The tostadas of my youth were massive: giant tortillas fried into bowls that held beans, tomatoes, meat and a mountain of shredded iceberg. The first time I ordered a tostada from a taco truck, I picked up my paper plate and wondered, What is this small, flat thing and how do I eat it? A "tostada salad" is not actually a tostada, it turns out.
But pile nearly anything onto a small, fried corn tortilla and it can be a tostada. For this recipe, frying the tortillas is the only real work required, but it's quick and relatively straightforward as far as deep-frying goes. The first time I tried it, I just winged it, and the tortillas came out beautifully puffed and a little crinkled; later I learned that pressing a metal spatula down on the tortilla as it fries will give you a flat, even tostada shell like the taco trucks serve. I actually prefer my wonky version, since it cups the ingredients a little better, but feel free to churn out perfectly flat ones instead.
Although tostadas are usually picked up and eaten like a slice of pizza, this method has never worked for me. Instead, I usually break the bottom shell into manageable pieces and eat them like you might eat nachos, scooping up whatever falls off with a chunk of the crispy tortilla. If you prefer to pick up and eat your tostadas, replace the black beans with black refried beans, which will help the other topping stick to the shell.
The corn is left raw, as it was in the dish that inspired this recipe, because I like the crunch and freshness it adds. The creamy dressing made with Greek yogurt, and a little lime juice and a big handful of cilantro brings all the toppings together. Quite honestly, this dressing is worth making even if you aren't interested in the tostada; it's fresh and zingy and tastes just as good on falafel as it does on a plain green salad.
Or a tostada salad, for that matter.
Corn, Tomato and Black Bean Tostadas with Creamy Cilantro DressingMakes 2 servings
For the dressing:
1 cup cilantro leaves and stems, roughly chopped
1/2 cup Greek yogurt
1/2 teaspoon salt
1/2 teaspoon lime juice
Zest of 1 lime
2 tablespoons grapeseed or other neutral oil
For the tostadas:
1 cup cooked black beans, drained
2 ears corn, shucked
1 cup cherry tomatoes
4 corn 6" tortillas, plus more to test oil
In a small food processor, combine all the ingredients for the dressing except the grapeseed oil and process until the mixture is very smooth. Drizzle in the oil and process until it is fully incorporated.
In a small bowl, combine the beans with half the dressing and stir. Set the remaining dressing aside.
Using a sharp knife, cut the corn kernels from the cob. Halve the cherry tomatoes.
Fill a heavy-bottomed pot with a 1-inch layer of oil and heat on the stove over medium-high heat until very hot. To test, place a small piece of tortilla in the oil — if furious bubbles form around the edges and it floats to the top of the oil, the temperature is right. One at a time, fry the tortillas for 1-2 minutes, flipping halfway through. The tortilla will puff up, become crispy, and turn golden-brown as it fries. (For a flatter tostada shell, press down with a metal spatula as it cooks.) Remove to a paper-towel-lined plate and sprinkle with a little salt. Repeat with the remaining tortillas.

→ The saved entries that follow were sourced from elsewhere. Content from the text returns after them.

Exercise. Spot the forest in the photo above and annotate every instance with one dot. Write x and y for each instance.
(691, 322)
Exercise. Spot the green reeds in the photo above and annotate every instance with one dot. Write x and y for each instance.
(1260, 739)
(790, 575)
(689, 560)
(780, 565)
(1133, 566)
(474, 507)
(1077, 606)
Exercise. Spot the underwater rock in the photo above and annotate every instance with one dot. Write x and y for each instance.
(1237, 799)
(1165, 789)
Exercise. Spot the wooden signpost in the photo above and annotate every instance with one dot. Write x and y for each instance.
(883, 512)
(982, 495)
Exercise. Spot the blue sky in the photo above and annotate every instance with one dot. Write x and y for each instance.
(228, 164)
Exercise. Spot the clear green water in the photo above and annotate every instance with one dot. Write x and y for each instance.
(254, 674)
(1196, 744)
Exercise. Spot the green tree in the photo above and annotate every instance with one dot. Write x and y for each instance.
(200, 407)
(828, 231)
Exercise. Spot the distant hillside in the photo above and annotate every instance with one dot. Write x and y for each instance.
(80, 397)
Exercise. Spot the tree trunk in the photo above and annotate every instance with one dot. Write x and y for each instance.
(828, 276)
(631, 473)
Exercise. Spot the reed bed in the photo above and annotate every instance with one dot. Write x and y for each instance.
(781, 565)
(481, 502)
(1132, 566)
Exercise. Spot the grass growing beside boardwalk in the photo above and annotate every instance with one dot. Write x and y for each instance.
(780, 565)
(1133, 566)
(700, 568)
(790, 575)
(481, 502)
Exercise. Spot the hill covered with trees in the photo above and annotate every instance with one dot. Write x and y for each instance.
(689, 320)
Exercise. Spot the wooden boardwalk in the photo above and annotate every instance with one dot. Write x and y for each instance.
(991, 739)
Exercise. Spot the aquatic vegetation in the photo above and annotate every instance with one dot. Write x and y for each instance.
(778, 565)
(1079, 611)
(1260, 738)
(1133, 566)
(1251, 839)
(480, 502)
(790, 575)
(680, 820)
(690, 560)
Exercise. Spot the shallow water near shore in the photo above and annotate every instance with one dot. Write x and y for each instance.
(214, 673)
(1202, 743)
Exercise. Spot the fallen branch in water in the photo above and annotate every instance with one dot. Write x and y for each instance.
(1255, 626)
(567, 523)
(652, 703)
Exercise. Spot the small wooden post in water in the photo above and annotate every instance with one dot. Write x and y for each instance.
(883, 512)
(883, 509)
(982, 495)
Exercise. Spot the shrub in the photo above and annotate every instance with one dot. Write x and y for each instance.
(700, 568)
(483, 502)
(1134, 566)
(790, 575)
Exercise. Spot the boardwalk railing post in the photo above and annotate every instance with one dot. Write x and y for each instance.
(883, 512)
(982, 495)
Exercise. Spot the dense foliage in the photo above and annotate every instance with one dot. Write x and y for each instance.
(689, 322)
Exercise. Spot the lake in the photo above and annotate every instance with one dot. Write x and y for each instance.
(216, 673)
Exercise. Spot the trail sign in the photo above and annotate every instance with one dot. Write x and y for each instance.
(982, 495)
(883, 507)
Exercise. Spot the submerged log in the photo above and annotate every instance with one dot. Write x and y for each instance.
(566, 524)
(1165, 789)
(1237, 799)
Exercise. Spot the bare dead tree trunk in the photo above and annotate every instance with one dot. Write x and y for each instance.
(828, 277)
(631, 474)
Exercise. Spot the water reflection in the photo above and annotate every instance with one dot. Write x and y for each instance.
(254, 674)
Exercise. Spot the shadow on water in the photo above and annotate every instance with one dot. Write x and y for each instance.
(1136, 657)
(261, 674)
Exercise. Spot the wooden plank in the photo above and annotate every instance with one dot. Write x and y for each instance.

To assemble, place two fried tortillas on each plate. Layer on the beans, corn and tomatoes, dividing evenly between the four tortillas. Generously drizzle each tostada with more of the cilantro dressing and serve immediately.
• I use full-fat Greek yogurt for the dressing. Low- or non-fat will work as well, but taste before adding the lime juice, as it may be tart enough without it.
• If you don't want to bother with frying the tortillas, you can use store-bought tostada shells or serve with a handful of tortilla chips instead. Or simply warm the corn tortillas and serve the mixture as soft tacos.
• For a less messy tostada, use refried beans in place of the black beans.